Coleman responded to the news by demanding an apology from USADA, accusing the anti-doping body of smearing his reputation and insisting he had always been a clean athlete.
“I have never failed a drug test and never will,” Coleman said.
“It’s a shame on USADA that this was public knowledge, that they didn’t know their own rules – that they expect athletes to know the rules but they can’t follow their own.”
Coleman explained away the three whereabouts failures as simply innocent mistakes, blaming his anxiety and last-minute schedule changes for his failure to update his location information.
“People don’t realise how easy it is to miss tests,” Coleman said.
“People out there calling me an idiot, or I’ve gotta be stupid to miss tests. I don’t know what people look at athletes at, but nobody’s perfect.
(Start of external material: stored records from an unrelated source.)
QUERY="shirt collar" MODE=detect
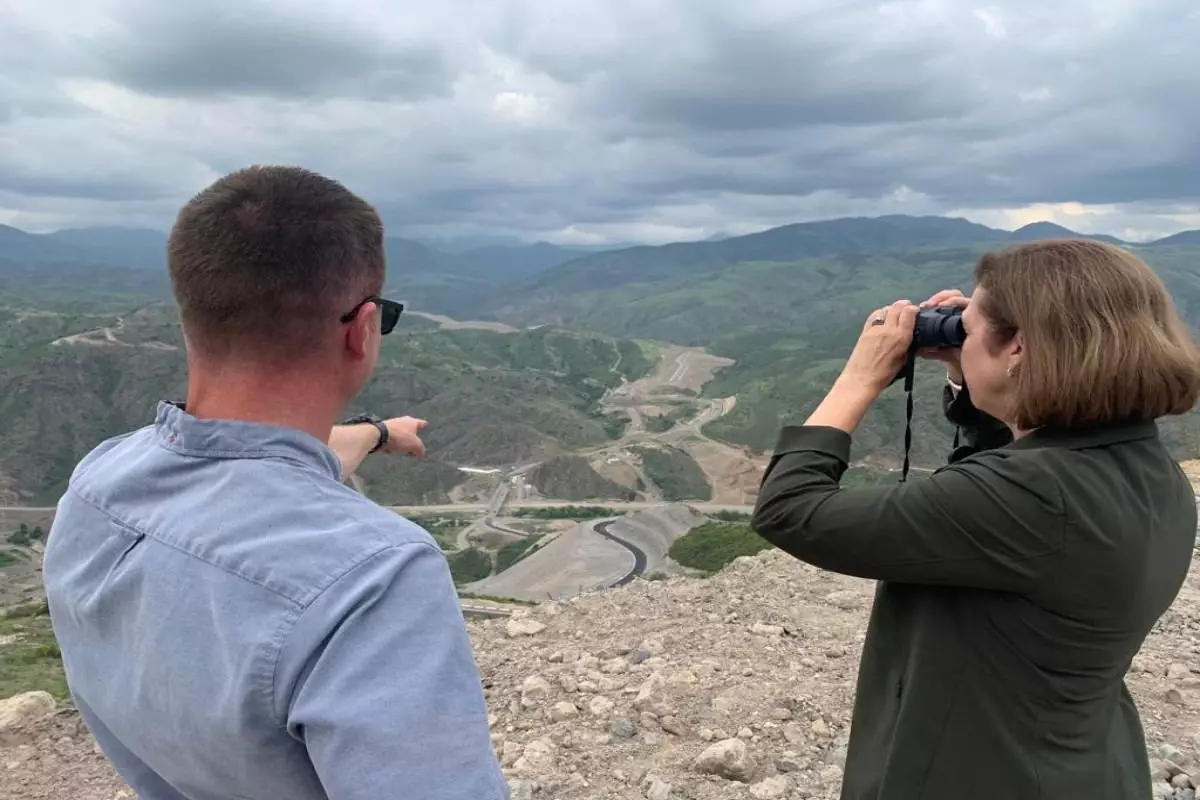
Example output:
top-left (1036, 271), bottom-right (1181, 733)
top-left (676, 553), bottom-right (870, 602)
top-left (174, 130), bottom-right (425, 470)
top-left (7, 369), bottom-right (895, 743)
top-left (1004, 419), bottom-right (1160, 451)
top-left (154, 401), bottom-right (343, 480)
People make mistakes.”
The wider athletics world, however, is likely to view those protestations of innocence through a prism of scepticism.
Privately, anti-doping officials say that while athletes can often miss individual tests, it is largely unheard of for an athlete to miss three.
“We do everything we possibly can to ensure this kind of thing doesn’t happen, and we make it as easy as possible for athletes to notify us of changes in their schedule,” one official said.